What Your Life Stories Can Teach You
The field of career and life counseling and development was founded just a little over 100 years ago. For most of that time the field has used a method called trait and factor theory to help people to determine what career they should pursue, or what course they should follow in life to find fulfilment and satisfaction. This method involves using some kind of assessment or “test” to determine a person’s most prominent interests, values, personality traits or abilities, and then matching these to a set of possible career choices that best corresponded to the person’s list of traits, as determined by the assessment.
A few years after I began working in this field, I was reading an article that mentioned a “narrative approach” to career counseling. At the time, I had no idea what taking a narrative approach meant, but something about that phrase immediately resonated with me.

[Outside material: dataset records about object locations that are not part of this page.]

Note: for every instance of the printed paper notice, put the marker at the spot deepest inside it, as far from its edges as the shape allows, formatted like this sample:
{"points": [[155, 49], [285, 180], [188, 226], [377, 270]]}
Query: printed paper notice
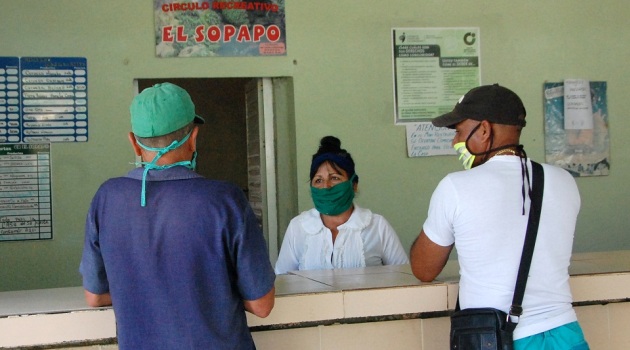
{"points": [[25, 192], [424, 139], [433, 68], [578, 110]]}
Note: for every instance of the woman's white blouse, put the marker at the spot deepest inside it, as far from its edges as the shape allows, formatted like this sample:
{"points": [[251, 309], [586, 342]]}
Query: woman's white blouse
{"points": [[366, 239]]}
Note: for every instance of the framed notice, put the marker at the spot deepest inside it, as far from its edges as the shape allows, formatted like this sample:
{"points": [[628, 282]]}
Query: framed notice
{"points": [[25, 192], [433, 68], [219, 28], [43, 99]]}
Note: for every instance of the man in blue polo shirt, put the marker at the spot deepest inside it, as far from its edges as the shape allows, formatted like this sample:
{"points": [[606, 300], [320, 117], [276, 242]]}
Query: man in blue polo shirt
{"points": [[178, 256]]}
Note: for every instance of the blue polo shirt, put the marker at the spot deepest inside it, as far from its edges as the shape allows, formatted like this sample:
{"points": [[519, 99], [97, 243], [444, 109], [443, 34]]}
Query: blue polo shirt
{"points": [[179, 268]]}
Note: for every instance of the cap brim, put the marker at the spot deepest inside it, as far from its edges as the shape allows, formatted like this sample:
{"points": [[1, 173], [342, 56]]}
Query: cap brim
{"points": [[448, 120], [199, 120]]}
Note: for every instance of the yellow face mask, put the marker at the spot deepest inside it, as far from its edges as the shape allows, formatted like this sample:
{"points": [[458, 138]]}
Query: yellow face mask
{"points": [[465, 157]]}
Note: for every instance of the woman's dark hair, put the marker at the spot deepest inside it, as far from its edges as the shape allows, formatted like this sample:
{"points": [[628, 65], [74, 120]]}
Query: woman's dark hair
{"points": [[330, 151]]}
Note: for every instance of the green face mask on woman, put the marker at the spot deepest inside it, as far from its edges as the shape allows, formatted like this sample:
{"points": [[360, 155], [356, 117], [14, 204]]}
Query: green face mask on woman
{"points": [[334, 200]]}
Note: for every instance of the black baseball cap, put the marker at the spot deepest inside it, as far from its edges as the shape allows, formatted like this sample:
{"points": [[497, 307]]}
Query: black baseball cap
{"points": [[493, 103]]}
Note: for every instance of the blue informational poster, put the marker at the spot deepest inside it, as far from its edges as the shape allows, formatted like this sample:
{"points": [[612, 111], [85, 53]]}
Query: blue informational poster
{"points": [[43, 99], [580, 146]]}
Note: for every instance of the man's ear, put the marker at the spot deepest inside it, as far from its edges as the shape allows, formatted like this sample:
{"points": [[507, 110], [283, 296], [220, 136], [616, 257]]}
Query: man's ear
{"points": [[134, 144], [486, 130]]}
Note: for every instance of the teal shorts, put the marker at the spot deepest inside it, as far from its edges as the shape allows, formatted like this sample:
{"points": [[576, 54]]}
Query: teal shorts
{"points": [[567, 337]]}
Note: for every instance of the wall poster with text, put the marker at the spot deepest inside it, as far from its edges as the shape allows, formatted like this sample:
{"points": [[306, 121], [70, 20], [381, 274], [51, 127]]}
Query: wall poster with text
{"points": [[202, 28], [576, 126], [433, 68]]}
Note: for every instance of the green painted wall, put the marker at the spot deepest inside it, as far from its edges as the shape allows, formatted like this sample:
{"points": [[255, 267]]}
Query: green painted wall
{"points": [[339, 56]]}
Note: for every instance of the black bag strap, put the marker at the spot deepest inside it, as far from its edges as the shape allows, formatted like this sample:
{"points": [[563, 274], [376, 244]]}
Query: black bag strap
{"points": [[538, 185]]}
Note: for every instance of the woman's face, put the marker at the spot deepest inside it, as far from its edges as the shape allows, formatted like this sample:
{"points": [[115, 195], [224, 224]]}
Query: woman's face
{"points": [[327, 176]]}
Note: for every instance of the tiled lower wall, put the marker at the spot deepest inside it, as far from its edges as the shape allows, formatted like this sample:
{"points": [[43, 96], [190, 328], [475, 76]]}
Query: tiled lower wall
{"points": [[605, 327]]}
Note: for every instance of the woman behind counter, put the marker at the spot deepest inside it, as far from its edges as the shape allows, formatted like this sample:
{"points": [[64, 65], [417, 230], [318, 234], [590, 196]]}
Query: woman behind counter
{"points": [[337, 233]]}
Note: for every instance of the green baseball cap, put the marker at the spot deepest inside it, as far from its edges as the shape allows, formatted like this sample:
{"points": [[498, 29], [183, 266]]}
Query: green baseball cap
{"points": [[162, 109]]}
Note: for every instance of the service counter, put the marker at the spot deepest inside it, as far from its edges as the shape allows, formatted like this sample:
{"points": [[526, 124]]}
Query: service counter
{"points": [[369, 308]]}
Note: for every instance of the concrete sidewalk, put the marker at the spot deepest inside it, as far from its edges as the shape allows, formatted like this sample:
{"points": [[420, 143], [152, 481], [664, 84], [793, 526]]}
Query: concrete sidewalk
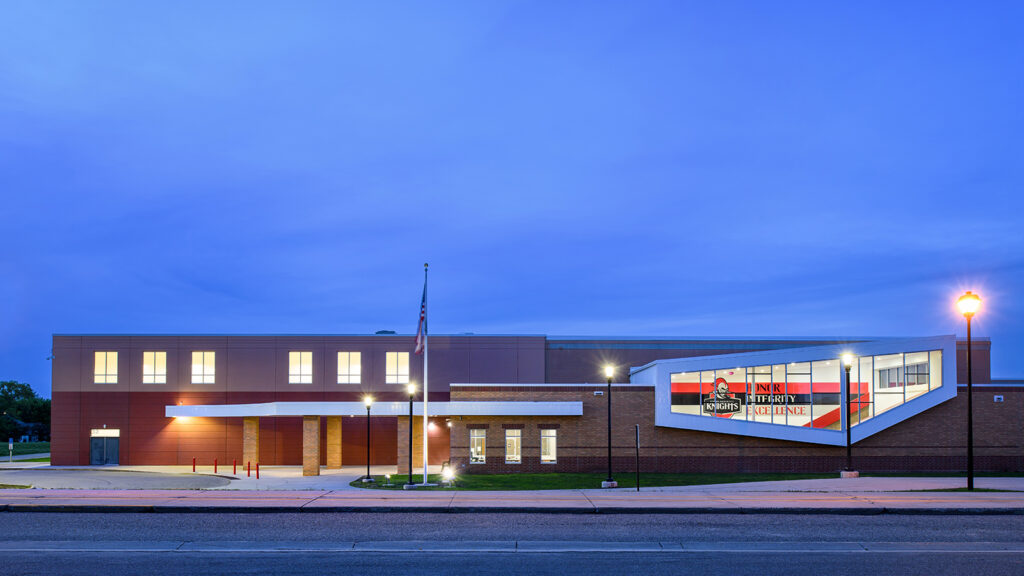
{"points": [[862, 498]]}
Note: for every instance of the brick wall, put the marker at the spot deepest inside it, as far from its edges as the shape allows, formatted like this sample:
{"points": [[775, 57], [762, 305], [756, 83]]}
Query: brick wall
{"points": [[934, 440]]}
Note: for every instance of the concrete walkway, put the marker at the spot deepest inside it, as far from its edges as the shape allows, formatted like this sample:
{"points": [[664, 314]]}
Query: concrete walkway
{"points": [[869, 496], [175, 478]]}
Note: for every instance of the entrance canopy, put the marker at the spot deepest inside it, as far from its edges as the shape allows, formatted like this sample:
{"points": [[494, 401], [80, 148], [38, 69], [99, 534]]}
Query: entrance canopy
{"points": [[378, 409]]}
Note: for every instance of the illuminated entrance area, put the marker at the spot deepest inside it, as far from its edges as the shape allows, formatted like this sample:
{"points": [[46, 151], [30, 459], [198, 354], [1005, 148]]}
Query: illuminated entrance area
{"points": [[807, 393]]}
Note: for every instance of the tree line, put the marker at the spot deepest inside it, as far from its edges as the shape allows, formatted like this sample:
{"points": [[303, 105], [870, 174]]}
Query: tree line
{"points": [[23, 413]]}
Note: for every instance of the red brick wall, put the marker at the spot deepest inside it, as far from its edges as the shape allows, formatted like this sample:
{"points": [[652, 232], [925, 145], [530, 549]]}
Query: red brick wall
{"points": [[934, 440]]}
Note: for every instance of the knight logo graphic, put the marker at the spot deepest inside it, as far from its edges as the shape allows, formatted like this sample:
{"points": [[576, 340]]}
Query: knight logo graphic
{"points": [[721, 401]]}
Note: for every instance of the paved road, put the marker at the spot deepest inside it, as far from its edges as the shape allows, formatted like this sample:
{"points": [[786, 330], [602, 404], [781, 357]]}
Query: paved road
{"points": [[584, 501], [418, 543]]}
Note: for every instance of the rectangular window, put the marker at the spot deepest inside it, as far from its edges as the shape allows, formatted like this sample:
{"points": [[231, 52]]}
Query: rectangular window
{"points": [[477, 446], [349, 367], [154, 367], [513, 446], [549, 446], [300, 368], [203, 367], [396, 368], [105, 371]]}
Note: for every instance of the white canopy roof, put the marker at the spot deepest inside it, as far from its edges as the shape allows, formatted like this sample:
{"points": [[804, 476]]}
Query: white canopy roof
{"points": [[378, 409]]}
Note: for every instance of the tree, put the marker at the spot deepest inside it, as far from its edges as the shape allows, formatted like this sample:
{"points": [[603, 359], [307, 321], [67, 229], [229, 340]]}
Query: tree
{"points": [[19, 406]]}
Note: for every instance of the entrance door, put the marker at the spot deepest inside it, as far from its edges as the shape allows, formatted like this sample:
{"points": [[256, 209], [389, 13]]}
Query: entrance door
{"points": [[104, 447]]}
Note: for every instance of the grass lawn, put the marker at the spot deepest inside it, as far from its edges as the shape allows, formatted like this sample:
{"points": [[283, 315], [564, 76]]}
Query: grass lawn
{"points": [[27, 448], [563, 481]]}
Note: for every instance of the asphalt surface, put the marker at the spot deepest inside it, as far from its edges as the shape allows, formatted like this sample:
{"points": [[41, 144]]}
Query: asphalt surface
{"points": [[443, 543]]}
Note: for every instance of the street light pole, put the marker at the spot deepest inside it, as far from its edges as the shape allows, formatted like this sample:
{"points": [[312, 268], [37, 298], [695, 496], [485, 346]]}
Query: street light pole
{"points": [[969, 304], [609, 372], [847, 363], [412, 395], [369, 401]]}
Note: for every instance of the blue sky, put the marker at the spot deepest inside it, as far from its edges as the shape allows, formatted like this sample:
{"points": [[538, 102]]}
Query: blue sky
{"points": [[632, 168]]}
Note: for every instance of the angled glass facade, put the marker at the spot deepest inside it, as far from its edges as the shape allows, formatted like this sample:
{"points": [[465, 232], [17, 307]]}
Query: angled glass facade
{"points": [[807, 394]]}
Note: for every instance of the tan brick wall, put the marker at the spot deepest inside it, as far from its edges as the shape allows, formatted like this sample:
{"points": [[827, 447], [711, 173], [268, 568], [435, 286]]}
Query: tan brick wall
{"points": [[250, 440], [438, 444], [334, 442], [934, 440], [310, 445]]}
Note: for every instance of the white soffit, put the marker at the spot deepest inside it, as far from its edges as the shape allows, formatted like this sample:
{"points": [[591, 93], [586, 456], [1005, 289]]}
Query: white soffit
{"points": [[271, 409]]}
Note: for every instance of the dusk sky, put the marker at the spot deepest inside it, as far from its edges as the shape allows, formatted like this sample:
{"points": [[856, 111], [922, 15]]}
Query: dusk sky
{"points": [[669, 168]]}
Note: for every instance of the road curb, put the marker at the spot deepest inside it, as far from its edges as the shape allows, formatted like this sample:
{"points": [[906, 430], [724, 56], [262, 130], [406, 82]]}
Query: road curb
{"points": [[148, 508]]}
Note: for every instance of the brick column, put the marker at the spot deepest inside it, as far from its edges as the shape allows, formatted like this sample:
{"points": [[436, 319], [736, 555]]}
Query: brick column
{"points": [[334, 442], [310, 446], [403, 445], [250, 440]]}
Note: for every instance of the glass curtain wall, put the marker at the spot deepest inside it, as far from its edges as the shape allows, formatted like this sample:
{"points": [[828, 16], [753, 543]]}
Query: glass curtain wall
{"points": [[807, 394]]}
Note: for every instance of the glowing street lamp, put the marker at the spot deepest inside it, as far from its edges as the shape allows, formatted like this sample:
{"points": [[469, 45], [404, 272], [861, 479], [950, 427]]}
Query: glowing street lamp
{"points": [[369, 401], [969, 304], [411, 388], [847, 363], [609, 372]]}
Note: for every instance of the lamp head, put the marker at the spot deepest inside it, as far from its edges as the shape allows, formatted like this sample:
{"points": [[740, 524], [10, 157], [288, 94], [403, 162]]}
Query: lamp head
{"points": [[969, 303]]}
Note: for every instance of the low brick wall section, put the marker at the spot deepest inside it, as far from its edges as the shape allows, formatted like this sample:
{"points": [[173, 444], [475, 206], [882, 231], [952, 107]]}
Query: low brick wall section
{"points": [[933, 441]]}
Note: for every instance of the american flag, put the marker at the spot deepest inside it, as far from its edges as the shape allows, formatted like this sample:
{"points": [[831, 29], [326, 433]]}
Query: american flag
{"points": [[420, 331]]}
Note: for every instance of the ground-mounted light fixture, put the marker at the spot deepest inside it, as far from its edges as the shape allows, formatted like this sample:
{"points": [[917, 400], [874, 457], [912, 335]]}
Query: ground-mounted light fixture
{"points": [[609, 373], [411, 388], [969, 304], [848, 471], [369, 402]]}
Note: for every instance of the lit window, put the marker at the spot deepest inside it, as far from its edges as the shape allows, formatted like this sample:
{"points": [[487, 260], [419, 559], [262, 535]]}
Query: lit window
{"points": [[396, 364], [105, 371], [477, 446], [349, 367], [513, 446], [549, 446], [203, 367], [154, 367], [300, 368]]}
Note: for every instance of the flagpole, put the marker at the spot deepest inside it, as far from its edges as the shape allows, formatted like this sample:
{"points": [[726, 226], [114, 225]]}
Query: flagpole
{"points": [[426, 354]]}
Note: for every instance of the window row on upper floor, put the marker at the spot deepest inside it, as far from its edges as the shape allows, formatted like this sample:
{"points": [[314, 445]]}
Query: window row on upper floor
{"points": [[300, 367]]}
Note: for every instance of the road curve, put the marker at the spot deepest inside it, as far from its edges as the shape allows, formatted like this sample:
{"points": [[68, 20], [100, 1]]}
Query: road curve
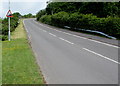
{"points": [[65, 58]]}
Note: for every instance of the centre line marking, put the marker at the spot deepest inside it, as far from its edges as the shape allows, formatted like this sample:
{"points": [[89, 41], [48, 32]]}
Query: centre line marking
{"points": [[52, 34], [101, 55], [66, 40], [81, 37]]}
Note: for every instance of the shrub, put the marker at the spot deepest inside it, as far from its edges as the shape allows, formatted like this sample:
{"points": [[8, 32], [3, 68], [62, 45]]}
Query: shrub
{"points": [[46, 19], [109, 25]]}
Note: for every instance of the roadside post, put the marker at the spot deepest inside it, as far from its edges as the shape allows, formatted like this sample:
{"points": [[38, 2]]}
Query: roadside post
{"points": [[9, 14]]}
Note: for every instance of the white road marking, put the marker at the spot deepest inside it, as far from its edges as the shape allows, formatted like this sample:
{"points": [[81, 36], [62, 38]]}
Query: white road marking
{"points": [[44, 30], [82, 37], [66, 40], [101, 55], [52, 34]]}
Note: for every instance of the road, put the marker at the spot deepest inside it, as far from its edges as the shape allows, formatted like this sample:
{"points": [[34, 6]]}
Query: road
{"points": [[66, 58]]}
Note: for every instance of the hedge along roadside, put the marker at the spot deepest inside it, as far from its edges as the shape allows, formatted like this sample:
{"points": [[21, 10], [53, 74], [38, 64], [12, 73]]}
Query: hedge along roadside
{"points": [[109, 25]]}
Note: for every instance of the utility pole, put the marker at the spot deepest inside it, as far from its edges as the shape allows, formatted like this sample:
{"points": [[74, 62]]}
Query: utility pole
{"points": [[9, 24]]}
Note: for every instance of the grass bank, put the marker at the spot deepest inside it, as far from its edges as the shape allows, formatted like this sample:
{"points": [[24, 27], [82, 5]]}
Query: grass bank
{"points": [[18, 61]]}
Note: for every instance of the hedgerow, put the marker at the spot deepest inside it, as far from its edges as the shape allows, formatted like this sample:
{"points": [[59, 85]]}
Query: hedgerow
{"points": [[109, 25]]}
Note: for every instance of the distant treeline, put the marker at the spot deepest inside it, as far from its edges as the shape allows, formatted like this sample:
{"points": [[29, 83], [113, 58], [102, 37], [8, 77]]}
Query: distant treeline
{"points": [[99, 16], [14, 23]]}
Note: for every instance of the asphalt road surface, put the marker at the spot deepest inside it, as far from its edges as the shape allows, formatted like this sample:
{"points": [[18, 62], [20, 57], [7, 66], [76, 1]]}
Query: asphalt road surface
{"points": [[66, 58]]}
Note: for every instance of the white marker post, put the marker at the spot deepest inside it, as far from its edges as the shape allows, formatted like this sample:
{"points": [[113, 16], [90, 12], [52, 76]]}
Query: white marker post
{"points": [[9, 28]]}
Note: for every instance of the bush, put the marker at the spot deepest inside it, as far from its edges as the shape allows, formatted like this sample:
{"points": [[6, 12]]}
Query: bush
{"points": [[46, 19], [4, 37], [60, 19]]}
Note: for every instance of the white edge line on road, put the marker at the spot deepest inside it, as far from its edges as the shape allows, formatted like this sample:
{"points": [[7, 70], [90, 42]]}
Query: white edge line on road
{"points": [[66, 40], [81, 37], [101, 55], [52, 34]]}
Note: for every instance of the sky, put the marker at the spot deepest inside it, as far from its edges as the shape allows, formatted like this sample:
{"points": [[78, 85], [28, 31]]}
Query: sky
{"points": [[22, 6]]}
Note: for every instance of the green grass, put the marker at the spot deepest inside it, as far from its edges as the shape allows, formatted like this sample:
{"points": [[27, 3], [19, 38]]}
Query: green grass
{"points": [[0, 62], [18, 62]]}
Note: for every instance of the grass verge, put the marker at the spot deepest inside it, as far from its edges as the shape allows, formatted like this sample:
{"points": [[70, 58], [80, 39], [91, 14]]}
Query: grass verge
{"points": [[18, 61]]}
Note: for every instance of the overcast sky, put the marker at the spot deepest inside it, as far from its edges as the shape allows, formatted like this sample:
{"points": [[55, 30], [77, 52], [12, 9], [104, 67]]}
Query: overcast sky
{"points": [[22, 6]]}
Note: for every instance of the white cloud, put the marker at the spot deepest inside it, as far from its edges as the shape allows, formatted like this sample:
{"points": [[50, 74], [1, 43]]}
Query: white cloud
{"points": [[22, 7]]}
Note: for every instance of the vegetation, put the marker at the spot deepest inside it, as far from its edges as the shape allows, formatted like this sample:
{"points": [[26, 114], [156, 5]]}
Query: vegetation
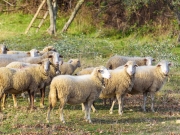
{"points": [[94, 39]]}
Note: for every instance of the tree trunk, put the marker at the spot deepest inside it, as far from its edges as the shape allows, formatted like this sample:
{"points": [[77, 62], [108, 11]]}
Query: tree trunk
{"points": [[52, 7], [79, 4]]}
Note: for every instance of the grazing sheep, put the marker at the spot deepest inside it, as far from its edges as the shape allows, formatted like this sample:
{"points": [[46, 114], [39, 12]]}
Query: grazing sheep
{"points": [[77, 89], [3, 49], [54, 70], [120, 83], [150, 79], [117, 61], [16, 81], [67, 68]]}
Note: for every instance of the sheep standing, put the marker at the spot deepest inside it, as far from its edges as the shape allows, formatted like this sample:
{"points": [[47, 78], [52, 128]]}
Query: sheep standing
{"points": [[150, 79], [16, 81], [120, 83], [77, 89], [67, 68], [117, 61], [54, 70]]}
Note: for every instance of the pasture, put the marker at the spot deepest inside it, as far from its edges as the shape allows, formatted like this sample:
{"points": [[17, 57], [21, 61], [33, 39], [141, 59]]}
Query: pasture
{"points": [[166, 119]]}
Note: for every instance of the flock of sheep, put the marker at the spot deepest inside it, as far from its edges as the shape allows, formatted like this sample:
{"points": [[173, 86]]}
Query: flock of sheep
{"points": [[31, 71]]}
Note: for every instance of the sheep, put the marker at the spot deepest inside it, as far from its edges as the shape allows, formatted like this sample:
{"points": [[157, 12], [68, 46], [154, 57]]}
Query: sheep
{"points": [[150, 79], [16, 81], [76, 89], [3, 49], [117, 61], [86, 71], [5, 60], [121, 82], [67, 68], [54, 70]]}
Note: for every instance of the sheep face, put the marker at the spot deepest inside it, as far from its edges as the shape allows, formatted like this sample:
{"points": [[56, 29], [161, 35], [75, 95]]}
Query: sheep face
{"points": [[56, 59], [4, 49], [149, 61], [104, 72], [130, 67], [75, 61], [45, 64], [164, 66]]}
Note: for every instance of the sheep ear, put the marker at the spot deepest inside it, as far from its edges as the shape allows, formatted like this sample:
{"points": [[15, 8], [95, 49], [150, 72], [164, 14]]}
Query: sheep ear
{"points": [[125, 65], [50, 56], [39, 62], [70, 61], [28, 53]]}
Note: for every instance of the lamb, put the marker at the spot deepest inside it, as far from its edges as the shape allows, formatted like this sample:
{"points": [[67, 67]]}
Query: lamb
{"points": [[16, 81], [68, 68], [117, 61], [54, 70], [77, 89], [3, 49]]}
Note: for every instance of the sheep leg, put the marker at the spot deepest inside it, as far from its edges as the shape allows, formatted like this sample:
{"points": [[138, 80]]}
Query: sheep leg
{"points": [[85, 110], [61, 106], [3, 101], [152, 101], [119, 99], [15, 101], [89, 111], [48, 113], [144, 101], [42, 91], [93, 108], [112, 106], [31, 96]]}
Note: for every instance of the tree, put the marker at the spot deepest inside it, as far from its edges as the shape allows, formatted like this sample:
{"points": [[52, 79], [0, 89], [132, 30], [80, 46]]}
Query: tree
{"points": [[52, 7], [79, 4]]}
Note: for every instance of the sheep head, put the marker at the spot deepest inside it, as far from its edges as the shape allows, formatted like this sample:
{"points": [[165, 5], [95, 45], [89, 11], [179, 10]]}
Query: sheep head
{"points": [[130, 67]]}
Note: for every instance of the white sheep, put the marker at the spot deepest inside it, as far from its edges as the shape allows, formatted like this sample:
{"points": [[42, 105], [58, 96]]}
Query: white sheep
{"points": [[77, 89], [117, 61], [68, 68], [54, 70], [16, 81], [120, 83], [150, 79]]}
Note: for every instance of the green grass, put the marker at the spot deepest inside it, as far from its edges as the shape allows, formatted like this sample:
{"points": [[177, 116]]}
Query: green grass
{"points": [[94, 49]]}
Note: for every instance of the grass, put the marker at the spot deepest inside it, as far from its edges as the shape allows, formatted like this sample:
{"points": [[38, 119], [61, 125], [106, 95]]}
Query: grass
{"points": [[94, 50]]}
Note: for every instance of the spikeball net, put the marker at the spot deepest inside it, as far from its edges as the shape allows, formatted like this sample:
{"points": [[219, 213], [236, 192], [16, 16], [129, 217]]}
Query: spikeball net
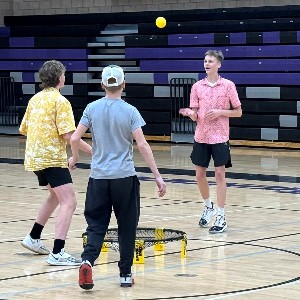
{"points": [[149, 236]]}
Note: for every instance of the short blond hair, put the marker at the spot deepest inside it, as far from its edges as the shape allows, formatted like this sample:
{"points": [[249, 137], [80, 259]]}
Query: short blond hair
{"points": [[215, 53], [50, 73]]}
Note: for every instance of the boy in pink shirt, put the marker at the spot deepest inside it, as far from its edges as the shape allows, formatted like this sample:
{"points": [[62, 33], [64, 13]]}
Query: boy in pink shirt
{"points": [[213, 101]]}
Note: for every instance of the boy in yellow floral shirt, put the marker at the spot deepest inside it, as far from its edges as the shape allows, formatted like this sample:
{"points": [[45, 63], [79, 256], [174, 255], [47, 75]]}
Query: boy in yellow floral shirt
{"points": [[48, 124]]}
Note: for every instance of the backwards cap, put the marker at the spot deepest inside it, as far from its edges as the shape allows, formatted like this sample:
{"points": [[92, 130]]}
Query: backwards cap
{"points": [[112, 75]]}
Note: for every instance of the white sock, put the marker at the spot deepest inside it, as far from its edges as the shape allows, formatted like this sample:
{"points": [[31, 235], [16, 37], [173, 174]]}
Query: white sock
{"points": [[86, 262], [207, 202], [221, 211]]}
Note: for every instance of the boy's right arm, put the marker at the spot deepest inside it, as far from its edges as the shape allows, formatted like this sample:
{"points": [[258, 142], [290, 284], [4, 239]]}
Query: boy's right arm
{"points": [[147, 154]]}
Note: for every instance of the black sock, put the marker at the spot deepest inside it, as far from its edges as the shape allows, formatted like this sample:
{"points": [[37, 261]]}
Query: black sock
{"points": [[58, 245], [36, 231]]}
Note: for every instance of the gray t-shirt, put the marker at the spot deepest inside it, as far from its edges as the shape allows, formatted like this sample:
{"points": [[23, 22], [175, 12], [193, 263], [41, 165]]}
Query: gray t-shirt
{"points": [[111, 122]]}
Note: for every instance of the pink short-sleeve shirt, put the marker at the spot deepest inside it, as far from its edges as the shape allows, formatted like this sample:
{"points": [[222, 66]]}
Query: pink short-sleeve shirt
{"points": [[223, 95]]}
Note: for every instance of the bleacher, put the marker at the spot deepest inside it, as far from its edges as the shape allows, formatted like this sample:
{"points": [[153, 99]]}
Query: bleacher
{"points": [[260, 45]]}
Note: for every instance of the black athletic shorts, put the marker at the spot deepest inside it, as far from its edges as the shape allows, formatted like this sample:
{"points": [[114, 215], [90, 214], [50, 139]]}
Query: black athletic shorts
{"points": [[54, 176], [202, 153]]}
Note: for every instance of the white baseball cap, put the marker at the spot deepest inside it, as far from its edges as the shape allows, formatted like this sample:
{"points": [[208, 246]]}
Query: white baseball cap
{"points": [[112, 75]]}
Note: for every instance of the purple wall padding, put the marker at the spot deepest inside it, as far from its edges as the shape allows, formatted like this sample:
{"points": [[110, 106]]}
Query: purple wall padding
{"points": [[271, 37], [257, 65], [263, 78], [238, 38], [161, 78], [43, 54], [229, 52], [21, 42], [4, 31], [191, 39], [36, 65], [263, 65], [28, 77]]}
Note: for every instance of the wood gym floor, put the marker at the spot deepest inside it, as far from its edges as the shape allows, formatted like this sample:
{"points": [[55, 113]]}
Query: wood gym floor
{"points": [[257, 257]]}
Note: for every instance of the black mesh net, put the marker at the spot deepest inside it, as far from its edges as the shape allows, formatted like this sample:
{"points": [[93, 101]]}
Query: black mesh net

I learned that a narrative approach to career and life counseling involves people telling stories of experiences they have had, and then examining the themes and patterns that could be seen across these stories.
Recognizing and understanding these patterns could then help them to make better decisions about what they wanted to do with their lives, what career or work they might want to pursue, and provide clues to their mission and purpose in life.
Whenever you feel stuck, or not sure where to go next, particularly when you're thinking about the deeper issues of what to do with the rest of your life, I suggest that you look back over the events of your life. What have your life experiences taught you, that can inform the choices that you make about what to do with your life going forward?